HTG	High-Throughput Genome sequences. Unfinished DNA sequences generated by high-throughput sequencing centers, made available in an expedited fashion to the scientific community for homology and similarity searches. Entries in this division contain keywords indicating its phase within the sequencing process. Once finished, HTG sequences are moved into the appropriate database taxonomic division.
STD	A record containing a standard, annotated, and assembled sequence.
STS	Sequence-Tagged Sites. Short (200–500 bp) operationally unique sequences that identify a combination of primer pairs used in a PCR assay, generating a reagent that maps to a single position within the genome. The STS division is intended to facilitate cross-comparison of STSs with sequences in other divisions for the purpose of correlating map positions of anonymous sequences with known genes.
WGS	Whole-Genome Shotgun sequences. Sequence data from projects using shotgun approaches that generate large numbers of short sequence reads that can then be assembled by computer algorithms into sequence contigs, higher -order scaffolds, and sometimes into near-chromosome- or chromosome-length sequences.

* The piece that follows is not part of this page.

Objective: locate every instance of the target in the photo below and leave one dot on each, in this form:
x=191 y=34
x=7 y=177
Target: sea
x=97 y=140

Following the ID line are one or more date lines (denoted by DT), indicating when the entry was first created or last updated. For our sequence of interest, the entry was originally created on May 19, 1996 and was last updated in ENA on June 23, 2017:

DT 19-MAY-1996 (Rel. 47, Created) DT 23-JUN-2017 (Rel. 133, Last updated, Version 5)

The release number in each line indicates the first quarterly release made after the entry was created or last updated. The version number for the entry appears on the second line and allows the user to determine easily whether they are looking at the most up-to-date record for a particular sequence. Please note that this is different from the accession.version format described above – while some element of the record may have changed, the sequence may have remained the same, so these two different types of version numbers may not always correspond to one another.